Thousands of Tags Could Unearth Clues to Saving Blue Crab
Blue crabs had a rough year, hitting their lowest point since 2008 according to the Winter Dredge Survey. Females felt the brunt of it as they dipped below the safety zone for the first time in more than a decade. This summer and fall, the Fish & Invertebrate Lab set out on a mission to tag 10,000 of the imperiled crabs in search of a way to rescue them.

The Weird

Wintering Wood Frogs Freeze Solid
Who needs the Easter bunny, when you have a frog that can stop its heart–and its lungs–every winter and come back to life in the spring?

Intern Logs: A Bloody Welcome
“Ecological research usually doesn’t evoke thoughts of Stephen King horror movie scenes….However, fellow intern Megan Palmer and I learned on our first week that sometimes, just sometimes, Stephen King references are the best way to describe a day’s work in the field.”

Orchids, Fungi and Bacteria: It’s Complicated
Many orchids couldn’t germinate without fungi–an awkward pairing sometimes likened to Beauty and the Beast.
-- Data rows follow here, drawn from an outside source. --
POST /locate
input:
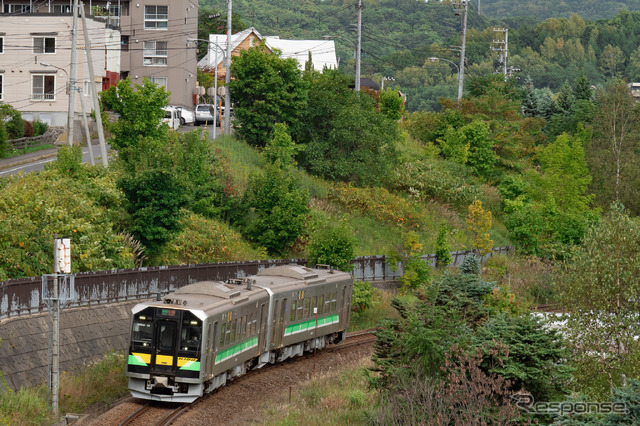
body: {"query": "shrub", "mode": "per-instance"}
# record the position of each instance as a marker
(28, 129)
(5, 147)
(332, 245)
(363, 296)
(39, 128)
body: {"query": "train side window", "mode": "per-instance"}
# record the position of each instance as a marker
(227, 335)
(300, 308)
(292, 316)
(307, 305)
(223, 332)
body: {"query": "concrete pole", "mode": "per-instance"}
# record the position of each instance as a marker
(358, 50)
(215, 95)
(462, 50)
(506, 49)
(72, 73)
(55, 340)
(92, 86)
(227, 77)
(86, 128)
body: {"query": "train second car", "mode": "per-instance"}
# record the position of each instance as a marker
(202, 335)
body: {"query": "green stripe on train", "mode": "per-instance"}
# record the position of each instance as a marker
(311, 324)
(234, 350)
(136, 360)
(191, 366)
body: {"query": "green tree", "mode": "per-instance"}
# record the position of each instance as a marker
(139, 110)
(443, 249)
(266, 90)
(154, 200)
(346, 138)
(538, 356)
(478, 224)
(277, 208)
(565, 174)
(599, 289)
(280, 148)
(613, 155)
(392, 104)
(332, 245)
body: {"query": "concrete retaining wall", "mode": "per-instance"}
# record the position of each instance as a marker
(86, 334)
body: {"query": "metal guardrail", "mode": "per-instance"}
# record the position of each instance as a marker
(24, 296)
(49, 137)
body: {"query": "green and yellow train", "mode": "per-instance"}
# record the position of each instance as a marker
(197, 338)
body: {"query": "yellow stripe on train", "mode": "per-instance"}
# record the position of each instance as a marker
(164, 360)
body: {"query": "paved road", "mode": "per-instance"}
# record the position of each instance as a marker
(35, 161)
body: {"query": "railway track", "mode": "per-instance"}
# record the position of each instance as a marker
(163, 414)
(154, 414)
But if that’s not strange enough, it turns out the process may actually be a ménage a trois, with bacteria as the unlikely third player.

Curiouser and Curiouser: A Motor at the Front?
“With its motor located near the bow (front) of the boat, the modern-day mullet skiff could have been a character in Lewis Carroll’s novel “Alice’s Adventures in Wonderland.” Similar to the unpunctual rabbit, vanishing cat and hookah smoking caterpillar, it seems illogical…or does it?”